Flying
about in a crowded airspace is difficult enough, but the biggest problem is
landing. Not just anywhere mark you, but on a precise spot that is coming up
fast and is often moving. Of course, birds do it and bees do it, but so do
fruit flies.
Fruit
flies aren’t very large and have to rely on their in-built guidance systems to
reliably work on the fly. Van Breugel
and Dickinson, in the current edition of the Journal Of Experimental Biology
have been scrutinizing the success and failure of fruit fly landing sequences
with a combination of high-speed photographs and 3-D tracking software (1).
The
touchdown sequence commences with a sharp turn towards the target and a
deceleration that the authors explain is governed by the growth of the image
size on the fly’s retina. The go/no-go decision is made at the point that the
target image takes up an include angle of about 33 degrees of the fly’s vision
field.
If
the decision is go – the deceleration sequence continues until the target image
angle has increased to about 60 degrees and then the landing gear is deployed.

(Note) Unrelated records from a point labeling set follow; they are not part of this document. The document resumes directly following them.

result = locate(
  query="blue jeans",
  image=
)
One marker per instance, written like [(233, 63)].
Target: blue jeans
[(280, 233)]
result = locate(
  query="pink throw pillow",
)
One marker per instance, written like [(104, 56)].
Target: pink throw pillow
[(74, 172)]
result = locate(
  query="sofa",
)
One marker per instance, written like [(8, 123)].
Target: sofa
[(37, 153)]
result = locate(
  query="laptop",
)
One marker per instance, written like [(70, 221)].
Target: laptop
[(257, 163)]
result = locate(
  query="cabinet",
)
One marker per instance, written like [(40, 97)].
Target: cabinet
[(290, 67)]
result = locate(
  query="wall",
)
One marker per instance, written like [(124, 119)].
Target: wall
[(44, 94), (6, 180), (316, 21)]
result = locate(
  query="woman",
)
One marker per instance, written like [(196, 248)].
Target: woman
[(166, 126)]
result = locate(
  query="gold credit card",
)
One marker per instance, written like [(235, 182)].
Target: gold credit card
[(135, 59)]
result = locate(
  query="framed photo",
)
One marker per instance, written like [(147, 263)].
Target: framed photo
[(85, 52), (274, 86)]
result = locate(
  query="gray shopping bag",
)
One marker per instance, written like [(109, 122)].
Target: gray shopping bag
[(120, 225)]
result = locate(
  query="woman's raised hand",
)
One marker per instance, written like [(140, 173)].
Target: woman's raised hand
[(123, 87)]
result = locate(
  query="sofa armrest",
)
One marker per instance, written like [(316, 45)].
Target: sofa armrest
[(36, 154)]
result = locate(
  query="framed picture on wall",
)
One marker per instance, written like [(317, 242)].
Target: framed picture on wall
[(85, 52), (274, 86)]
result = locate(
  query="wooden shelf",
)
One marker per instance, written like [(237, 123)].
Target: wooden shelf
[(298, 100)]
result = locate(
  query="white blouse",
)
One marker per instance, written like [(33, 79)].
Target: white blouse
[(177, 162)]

On touch down the feet grasp the target. From gear deployment to touchdown was
about 50 ms – pretty fast reactions are a must.
If
the no-go decision is called for, the fly’s fly-by procedure is a sharp turn
away and off to another target. This occurred in 1065 attempts out of 1242-recorded
measurements.
Flies
flying-by may have been due to too fast an approach or maybe just the
fickleness of the fly. They did record some crash landings when flies came in
too fast and failed to abort, but none included any fatalities.